Et il y a une raison à cela. L'espace d'une interview dédiée au magazine Paris Match, l'actrice explique : "J'ai le droit d'avancer en âge, de vieillir. Mais j'ai senti que le cinéma ne me l'autorisait pas". Elle affirme, même, tranchante : "J'avais atteint un âge charnière où on change d'emploi". Ce qu'Emmanuelle Béart fustige ici, c'est l'âgisme. A savoir, cet ensemble de préjugés ciblant un individu en fonction de son âge avancé.
Un phénomène qui touche principalement les femmes et se déploie bien au-delà de la scène artistique.
"Si je m'étais cramponnée à ma jeunesse, je serais devenue barge. Alors je me suis barrée au théâtre", poursuit Emmanuelle Béart. L'actrice de 57 ans semble tirer un triste constat : les femmes de 50 ans et plus sont les grandes invisibles de la société française, et le cinéma, entre tous les champs créatifs, en témoigne particulièrement.
Non sans humour, la comédienne l'assure : "Je ne suis plus comme dans 'Elle' il y a vingt ans !". Une allusion à l'une des fameuses couvertures du magazine féminin, où l'on voit l'actrice nue, de dos, dans la mer, à l'île Maurice.
Sur le plateau de l'émission C à Vous, Emmanuelle Béart est d'ailleurs revenue sur la symbolique de cette Une pas comme les autres. Et militante.
"Je me souviens très bien de la rédaction du Elle. Personne ne voulait mettre cette photo. On me l'a proposée, comme ça, et j'ai dit 'Mais si ! Vous mettez tout le temps des filles de 14 ans à poil qui n'ont pas de formes, filiformes. Il faut mettre une femme de 40 ans. Il faut l'assumer, cette couverture. C'est un acte féministe", détaille-t-elle. Une volonté d'être soi qui se retrouve aujourd'hui dans ses mots, et ses choix d'artiste.

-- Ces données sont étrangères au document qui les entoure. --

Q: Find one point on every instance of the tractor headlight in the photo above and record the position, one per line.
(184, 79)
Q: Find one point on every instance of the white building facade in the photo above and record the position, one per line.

"Je ne vois pas une seule féministe qui s'empare vraiment de la question de l'âgisme en France. Comme s'il y avait une crainte de devoir se projeter dans dix ou vingt ans. Il faut croire que certains biais sont très bien intégrés dans notre façon de pensée", s'attristait la journaliste Sophie Dancourt, créatrice de J'ai piscine avec Simone, média digital qui donne de la visibilité à la génération des femmes de 50 ans.
Et si tout cela changeait ?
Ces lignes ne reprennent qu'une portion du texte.